Frontman with Australia's proto-punk band the Saints, Chris Bailey, has died.

Frontman with Australia's proto-punk band the Saints, Chris Bailey, has died. Photo: Getty

The Australian music industry is paying tribute to Chris Bailey, the lead singer of seminal Australian punk rock band The Saints, following his death aged 65.

“It is with great pain in our hearts that we have to inform you about the passing of Chris Bailey, singer and songwriter of The Saints, on April the 9th 2022,” the band’s Facebook post said on Monday.

“Chris lived a life of poetry and music and stranded on a Saturday night.”

Cold Chisel lead signer Jimmy Barnes said Bailey was one of the greatest songwriters Australia had ever produced.

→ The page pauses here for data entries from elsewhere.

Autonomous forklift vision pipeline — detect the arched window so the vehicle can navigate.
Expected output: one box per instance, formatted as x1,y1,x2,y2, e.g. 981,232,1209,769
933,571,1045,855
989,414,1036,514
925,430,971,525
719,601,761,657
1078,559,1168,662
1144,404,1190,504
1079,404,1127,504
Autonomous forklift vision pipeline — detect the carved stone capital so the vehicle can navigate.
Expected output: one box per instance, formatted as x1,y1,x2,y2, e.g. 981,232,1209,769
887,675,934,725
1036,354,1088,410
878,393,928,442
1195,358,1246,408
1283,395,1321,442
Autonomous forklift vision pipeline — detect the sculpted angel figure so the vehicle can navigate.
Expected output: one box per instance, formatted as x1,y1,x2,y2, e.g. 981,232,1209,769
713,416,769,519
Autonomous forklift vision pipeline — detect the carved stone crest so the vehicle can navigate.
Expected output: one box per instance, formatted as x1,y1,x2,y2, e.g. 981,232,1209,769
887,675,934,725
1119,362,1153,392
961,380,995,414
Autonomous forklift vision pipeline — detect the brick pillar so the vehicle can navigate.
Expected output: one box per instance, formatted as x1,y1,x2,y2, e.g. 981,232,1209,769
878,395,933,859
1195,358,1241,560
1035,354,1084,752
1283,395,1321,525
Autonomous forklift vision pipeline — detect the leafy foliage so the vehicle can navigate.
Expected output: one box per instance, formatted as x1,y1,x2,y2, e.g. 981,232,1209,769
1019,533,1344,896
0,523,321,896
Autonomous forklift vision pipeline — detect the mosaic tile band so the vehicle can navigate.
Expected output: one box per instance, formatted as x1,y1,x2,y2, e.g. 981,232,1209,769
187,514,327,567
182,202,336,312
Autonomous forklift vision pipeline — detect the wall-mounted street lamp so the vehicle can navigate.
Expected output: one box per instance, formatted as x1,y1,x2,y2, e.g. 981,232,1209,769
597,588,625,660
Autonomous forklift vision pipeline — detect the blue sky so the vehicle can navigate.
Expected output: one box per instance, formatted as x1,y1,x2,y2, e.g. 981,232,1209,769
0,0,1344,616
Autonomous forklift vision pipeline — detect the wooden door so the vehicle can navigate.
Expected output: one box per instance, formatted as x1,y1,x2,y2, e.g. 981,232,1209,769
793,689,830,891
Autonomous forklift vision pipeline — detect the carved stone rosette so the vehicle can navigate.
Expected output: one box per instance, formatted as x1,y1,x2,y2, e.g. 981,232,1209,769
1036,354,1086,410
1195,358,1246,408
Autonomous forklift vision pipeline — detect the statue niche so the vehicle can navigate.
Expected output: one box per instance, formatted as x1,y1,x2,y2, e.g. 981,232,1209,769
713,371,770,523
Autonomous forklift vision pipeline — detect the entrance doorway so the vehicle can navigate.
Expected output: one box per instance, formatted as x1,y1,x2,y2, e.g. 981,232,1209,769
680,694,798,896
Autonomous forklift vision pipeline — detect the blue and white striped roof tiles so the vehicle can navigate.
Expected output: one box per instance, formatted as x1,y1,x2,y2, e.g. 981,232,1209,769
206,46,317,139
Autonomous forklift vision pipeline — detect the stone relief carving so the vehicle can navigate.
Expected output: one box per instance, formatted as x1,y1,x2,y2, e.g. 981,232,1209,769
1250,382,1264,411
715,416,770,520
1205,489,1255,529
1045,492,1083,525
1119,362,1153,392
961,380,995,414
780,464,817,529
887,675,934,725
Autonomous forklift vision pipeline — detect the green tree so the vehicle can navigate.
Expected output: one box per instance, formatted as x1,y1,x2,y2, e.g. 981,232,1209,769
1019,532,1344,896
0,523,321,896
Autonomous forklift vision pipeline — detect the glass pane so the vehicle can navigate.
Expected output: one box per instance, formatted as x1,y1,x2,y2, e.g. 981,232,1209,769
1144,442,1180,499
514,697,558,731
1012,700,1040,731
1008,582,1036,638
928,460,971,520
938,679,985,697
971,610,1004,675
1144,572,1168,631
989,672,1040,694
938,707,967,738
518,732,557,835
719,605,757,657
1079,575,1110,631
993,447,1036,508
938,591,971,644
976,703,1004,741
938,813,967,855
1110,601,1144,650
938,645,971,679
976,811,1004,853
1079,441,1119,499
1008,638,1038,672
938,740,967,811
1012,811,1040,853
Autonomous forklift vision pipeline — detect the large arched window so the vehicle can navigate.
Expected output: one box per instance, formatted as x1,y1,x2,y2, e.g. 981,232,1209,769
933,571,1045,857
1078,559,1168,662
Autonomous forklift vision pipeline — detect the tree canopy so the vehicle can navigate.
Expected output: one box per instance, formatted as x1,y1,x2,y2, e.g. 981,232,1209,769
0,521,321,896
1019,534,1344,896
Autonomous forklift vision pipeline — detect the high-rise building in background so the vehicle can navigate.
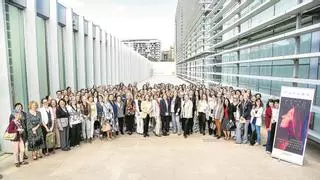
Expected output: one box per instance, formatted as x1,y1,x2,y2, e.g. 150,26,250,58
122,39,161,61
0,0,152,152
161,46,174,62
175,0,320,141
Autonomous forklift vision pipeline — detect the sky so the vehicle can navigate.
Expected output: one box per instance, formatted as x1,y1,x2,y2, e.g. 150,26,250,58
59,0,178,49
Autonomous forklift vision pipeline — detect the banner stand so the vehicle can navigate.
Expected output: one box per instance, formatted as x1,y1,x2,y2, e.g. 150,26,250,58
271,86,315,166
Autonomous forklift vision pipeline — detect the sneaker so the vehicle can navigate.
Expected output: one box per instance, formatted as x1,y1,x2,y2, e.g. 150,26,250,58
20,161,29,165
15,163,20,167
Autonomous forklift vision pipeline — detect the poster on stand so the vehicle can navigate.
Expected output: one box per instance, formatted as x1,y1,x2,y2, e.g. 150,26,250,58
271,86,315,165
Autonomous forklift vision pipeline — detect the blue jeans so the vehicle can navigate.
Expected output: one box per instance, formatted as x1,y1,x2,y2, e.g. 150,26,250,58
266,131,272,152
251,124,261,144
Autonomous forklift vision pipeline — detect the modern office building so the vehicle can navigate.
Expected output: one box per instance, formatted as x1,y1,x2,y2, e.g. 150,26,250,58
0,0,152,151
122,39,161,61
176,0,320,142
161,46,174,62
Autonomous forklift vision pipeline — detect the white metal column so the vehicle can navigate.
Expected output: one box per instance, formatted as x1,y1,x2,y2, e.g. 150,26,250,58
64,7,76,89
46,1,60,95
0,0,12,152
100,31,107,85
94,26,101,86
86,21,94,88
24,0,40,101
77,16,86,89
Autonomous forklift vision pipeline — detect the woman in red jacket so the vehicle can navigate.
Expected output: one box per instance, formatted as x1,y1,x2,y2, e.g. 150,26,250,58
8,111,28,167
265,99,274,152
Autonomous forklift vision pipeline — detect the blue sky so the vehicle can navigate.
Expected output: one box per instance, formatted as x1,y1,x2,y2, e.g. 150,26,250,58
61,0,178,49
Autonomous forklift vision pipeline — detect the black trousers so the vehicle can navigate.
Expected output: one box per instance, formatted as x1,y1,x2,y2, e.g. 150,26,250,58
269,123,277,152
41,126,48,154
207,117,213,135
118,117,124,134
187,117,194,133
161,116,170,133
183,118,193,135
70,123,82,147
125,115,134,133
143,114,150,135
199,112,206,133
181,118,187,131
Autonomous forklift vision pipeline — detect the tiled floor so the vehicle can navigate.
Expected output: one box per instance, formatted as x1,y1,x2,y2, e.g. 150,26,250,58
0,134,320,180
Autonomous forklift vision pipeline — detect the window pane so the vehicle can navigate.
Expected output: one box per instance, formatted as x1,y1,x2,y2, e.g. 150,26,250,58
6,4,28,107
58,26,66,89
36,17,49,98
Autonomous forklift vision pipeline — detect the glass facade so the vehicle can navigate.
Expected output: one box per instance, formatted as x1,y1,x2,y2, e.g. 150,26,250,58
36,17,50,97
176,0,320,139
57,25,66,89
84,35,90,87
5,4,28,107
73,32,78,89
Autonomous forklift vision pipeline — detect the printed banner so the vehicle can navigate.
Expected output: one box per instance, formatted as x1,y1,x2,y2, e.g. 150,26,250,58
272,86,315,165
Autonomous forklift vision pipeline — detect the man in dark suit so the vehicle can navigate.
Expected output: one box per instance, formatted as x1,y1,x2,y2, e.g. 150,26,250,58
170,91,181,135
240,94,252,144
160,93,171,136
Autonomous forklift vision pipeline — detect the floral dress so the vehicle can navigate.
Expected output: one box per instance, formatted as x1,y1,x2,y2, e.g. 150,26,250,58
26,111,45,151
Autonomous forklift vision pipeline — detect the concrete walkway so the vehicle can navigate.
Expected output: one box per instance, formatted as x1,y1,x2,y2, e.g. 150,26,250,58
0,77,320,180
1,134,320,180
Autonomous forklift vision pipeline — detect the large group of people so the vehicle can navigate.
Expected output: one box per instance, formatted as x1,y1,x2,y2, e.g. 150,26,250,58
7,83,279,167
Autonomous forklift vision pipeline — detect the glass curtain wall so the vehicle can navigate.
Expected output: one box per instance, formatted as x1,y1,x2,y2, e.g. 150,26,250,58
84,35,89,87
58,25,66,89
73,31,78,90
36,17,50,98
5,4,28,108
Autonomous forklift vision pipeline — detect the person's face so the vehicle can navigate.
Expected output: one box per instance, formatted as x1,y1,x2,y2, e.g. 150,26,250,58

“His band The Saints were punks before punk,” Barnes wrote on Twitter.

“He was a master of words and helped tell our story. RIP Chris Bailey.”

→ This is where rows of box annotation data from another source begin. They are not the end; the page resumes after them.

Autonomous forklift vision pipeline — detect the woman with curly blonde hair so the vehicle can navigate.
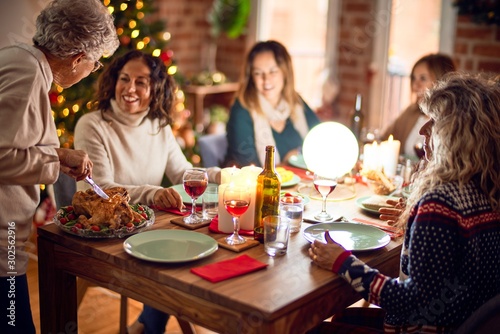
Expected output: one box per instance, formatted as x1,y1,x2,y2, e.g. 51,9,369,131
309,73,500,333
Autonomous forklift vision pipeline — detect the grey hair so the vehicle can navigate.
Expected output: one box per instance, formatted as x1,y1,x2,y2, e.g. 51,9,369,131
33,0,120,61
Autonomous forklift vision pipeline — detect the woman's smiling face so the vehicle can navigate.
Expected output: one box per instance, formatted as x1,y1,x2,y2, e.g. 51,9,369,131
115,58,151,114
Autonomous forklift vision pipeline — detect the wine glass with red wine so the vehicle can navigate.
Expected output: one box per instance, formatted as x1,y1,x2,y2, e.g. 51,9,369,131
223,183,251,245
182,168,208,224
313,173,337,221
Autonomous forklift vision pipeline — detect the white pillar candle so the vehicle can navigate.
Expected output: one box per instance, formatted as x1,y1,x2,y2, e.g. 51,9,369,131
363,142,380,170
380,135,401,177
220,166,240,184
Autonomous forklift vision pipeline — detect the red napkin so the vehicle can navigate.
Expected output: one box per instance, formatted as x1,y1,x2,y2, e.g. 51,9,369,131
208,216,253,236
191,254,267,283
152,205,202,216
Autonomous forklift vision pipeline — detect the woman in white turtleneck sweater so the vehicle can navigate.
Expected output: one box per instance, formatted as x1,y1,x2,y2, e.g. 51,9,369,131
75,51,220,333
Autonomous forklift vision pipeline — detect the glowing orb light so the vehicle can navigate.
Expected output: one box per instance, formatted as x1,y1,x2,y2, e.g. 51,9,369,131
302,122,359,178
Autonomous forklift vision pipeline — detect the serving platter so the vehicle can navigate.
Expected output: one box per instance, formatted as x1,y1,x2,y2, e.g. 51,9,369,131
53,204,155,238
123,230,218,263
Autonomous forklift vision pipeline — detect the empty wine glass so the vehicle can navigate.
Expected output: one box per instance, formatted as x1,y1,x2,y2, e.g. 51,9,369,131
313,173,337,221
223,183,251,245
182,168,208,224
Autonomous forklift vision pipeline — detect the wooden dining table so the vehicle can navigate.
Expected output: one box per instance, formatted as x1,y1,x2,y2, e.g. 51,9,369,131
38,179,401,333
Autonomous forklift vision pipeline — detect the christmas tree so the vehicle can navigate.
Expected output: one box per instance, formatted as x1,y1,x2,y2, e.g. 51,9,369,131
50,0,187,148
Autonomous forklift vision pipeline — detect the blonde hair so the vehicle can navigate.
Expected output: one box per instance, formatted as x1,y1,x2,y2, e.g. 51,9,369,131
236,41,302,118
33,0,120,61
398,73,500,226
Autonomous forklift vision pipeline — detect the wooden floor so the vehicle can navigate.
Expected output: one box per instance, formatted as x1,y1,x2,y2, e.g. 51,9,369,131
27,234,215,334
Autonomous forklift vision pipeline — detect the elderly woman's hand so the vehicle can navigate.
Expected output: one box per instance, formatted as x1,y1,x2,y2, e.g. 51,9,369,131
309,231,345,271
153,188,185,211
378,197,406,225
56,148,94,181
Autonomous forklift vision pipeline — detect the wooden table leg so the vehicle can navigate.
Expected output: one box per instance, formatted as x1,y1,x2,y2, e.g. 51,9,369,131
38,237,78,333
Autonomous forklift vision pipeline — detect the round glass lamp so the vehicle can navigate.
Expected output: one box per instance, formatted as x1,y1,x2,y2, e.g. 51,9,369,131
302,122,359,221
302,122,359,178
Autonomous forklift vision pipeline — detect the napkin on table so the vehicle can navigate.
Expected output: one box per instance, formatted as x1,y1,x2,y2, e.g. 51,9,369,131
191,254,267,283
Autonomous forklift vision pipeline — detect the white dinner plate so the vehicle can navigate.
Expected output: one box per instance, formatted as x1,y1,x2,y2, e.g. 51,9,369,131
281,174,300,188
288,154,307,170
170,183,217,205
123,230,219,263
304,223,391,251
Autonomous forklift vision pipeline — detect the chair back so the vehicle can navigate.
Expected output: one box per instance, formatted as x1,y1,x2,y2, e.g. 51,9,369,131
456,294,500,334
198,133,227,168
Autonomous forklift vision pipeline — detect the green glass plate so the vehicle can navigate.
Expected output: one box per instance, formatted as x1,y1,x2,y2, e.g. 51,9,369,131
123,230,219,263
304,223,391,251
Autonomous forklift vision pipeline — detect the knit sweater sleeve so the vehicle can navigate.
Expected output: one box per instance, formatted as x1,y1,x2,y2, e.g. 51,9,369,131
226,100,260,166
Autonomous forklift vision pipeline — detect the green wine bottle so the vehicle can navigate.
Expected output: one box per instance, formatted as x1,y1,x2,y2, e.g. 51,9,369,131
254,146,281,236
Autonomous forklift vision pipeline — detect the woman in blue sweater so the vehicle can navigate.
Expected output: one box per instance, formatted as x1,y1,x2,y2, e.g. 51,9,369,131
309,74,500,333
226,41,319,166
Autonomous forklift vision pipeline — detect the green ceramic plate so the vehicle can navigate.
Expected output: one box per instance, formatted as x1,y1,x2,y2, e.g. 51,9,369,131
304,223,391,251
170,183,217,205
123,230,218,263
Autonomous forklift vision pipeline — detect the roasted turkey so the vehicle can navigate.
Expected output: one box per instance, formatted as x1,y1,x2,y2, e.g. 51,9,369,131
72,187,144,229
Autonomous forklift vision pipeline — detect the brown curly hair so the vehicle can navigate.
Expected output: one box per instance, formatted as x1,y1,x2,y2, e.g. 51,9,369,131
97,50,176,131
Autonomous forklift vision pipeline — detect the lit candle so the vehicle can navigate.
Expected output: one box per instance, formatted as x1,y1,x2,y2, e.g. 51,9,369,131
240,165,262,231
380,135,401,177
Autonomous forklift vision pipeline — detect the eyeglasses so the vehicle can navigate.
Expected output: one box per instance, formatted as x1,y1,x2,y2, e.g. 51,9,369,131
92,60,104,73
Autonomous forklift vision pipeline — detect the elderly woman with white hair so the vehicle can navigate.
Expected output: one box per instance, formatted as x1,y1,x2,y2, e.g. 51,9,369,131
0,0,119,333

Actor Magda Szubanski said she was saddened to hear of Bailey’s death.

“Genius musician,” she wrote.

“As Bob Geldof said, ‘Rock music in the seventies was changed by three bands – the Sex Pistols, the Ramones and the Saints’.”

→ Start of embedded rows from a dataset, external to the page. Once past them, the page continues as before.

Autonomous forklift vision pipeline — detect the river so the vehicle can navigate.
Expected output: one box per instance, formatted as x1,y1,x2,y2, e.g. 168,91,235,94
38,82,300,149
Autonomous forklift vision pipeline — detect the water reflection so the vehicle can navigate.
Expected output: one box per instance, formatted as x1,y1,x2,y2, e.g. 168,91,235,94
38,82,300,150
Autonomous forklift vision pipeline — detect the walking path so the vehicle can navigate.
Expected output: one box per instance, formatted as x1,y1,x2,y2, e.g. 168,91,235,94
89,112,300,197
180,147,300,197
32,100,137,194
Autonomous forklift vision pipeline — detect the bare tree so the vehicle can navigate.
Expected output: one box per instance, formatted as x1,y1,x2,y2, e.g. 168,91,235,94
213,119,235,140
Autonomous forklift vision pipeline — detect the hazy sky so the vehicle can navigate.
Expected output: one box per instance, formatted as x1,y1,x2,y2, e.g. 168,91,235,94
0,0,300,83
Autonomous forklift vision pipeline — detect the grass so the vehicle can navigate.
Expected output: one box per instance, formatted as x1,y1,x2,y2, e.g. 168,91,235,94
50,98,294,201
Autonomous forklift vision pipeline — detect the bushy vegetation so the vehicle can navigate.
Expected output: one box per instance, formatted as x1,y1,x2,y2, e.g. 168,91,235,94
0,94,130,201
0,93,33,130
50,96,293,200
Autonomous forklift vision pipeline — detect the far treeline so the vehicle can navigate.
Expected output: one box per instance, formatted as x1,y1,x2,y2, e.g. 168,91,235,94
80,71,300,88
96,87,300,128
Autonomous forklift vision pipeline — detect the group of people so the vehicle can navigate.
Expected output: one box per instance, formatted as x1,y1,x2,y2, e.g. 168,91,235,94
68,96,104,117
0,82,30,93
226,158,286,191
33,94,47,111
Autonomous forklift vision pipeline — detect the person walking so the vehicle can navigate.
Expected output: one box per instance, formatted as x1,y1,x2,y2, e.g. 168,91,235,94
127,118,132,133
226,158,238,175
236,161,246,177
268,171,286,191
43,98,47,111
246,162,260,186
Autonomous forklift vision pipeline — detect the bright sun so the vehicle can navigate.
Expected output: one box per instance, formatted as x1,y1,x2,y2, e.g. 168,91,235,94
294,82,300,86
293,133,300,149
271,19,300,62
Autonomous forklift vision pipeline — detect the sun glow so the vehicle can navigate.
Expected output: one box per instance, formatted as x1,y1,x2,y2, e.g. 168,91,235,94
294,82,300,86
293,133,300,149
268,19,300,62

Bailey was born in 1957 in Kenya to Irish parents and migrated to Brisbane from Belfast when he was seven.

He co-founded the band with his school friends Ed Kuepper and Ivor Hay in Brisbane in 1973.

Keupper tweeted he was “very sad to confirm the news about Chris Bailey dying on the weekend”.

“Chris and I met when we were about 14 during detention at Oxley High School and became close friends which later developed into what I always thought was an extremely strong artistic partnership,” he wrote.

 

The Saints formed their own label, Fatal Records in 1976, and independently released punk song I’m Stranded to radio stations in Australia and Britain in 1976 before it was picked up and released in Britain.

They were then signed by record label EMI for a three-album contract.

They recorded the I’m Stranded LP in 1977 and achieved some chart success in Britain, their release preceding a wave of groundbreaking punk rock debut albums including the Sex Pistols and The Clash.

But The Saints were less successful in Australia at the time.

Police attended the band’s Brisbane shows and arrested audience members and musicians, leading to their bookings evaporating.

The State Library of Queensland added a split seven-inch vinyl single of (I’m) Stranded / No Time to its treasured John Oxley collection in 2016, commemorating the 40th anniversary of its release.

“The seven-inch vinyl single featured represents a piece of music history, influencing generations of bands around the world,” the library said.

“Released in September 1976, months ahead of the Sex Pistols’ and The Clash’s debuts, the unknown band The Saints’ single (I’m) Stranded / No Time propelled the Brisbane boyhood friends to the forefront of a new underground punk music movement.”

Duff McKagan of Guns N Roses tweeted lyrics from The Saints song Know Your Product, on Monday.

“Rest In Peace Chris Bailey. 21 years is a long, long time-to be in this prison when there ain’t no crime. Saints forever!,” McKagan wrote.

Queensland Premier Annastacia Palaszczuk also shared a photo and tweeted commemorating Bailey’s life, calling the single I’m Stranded a “debut hit”.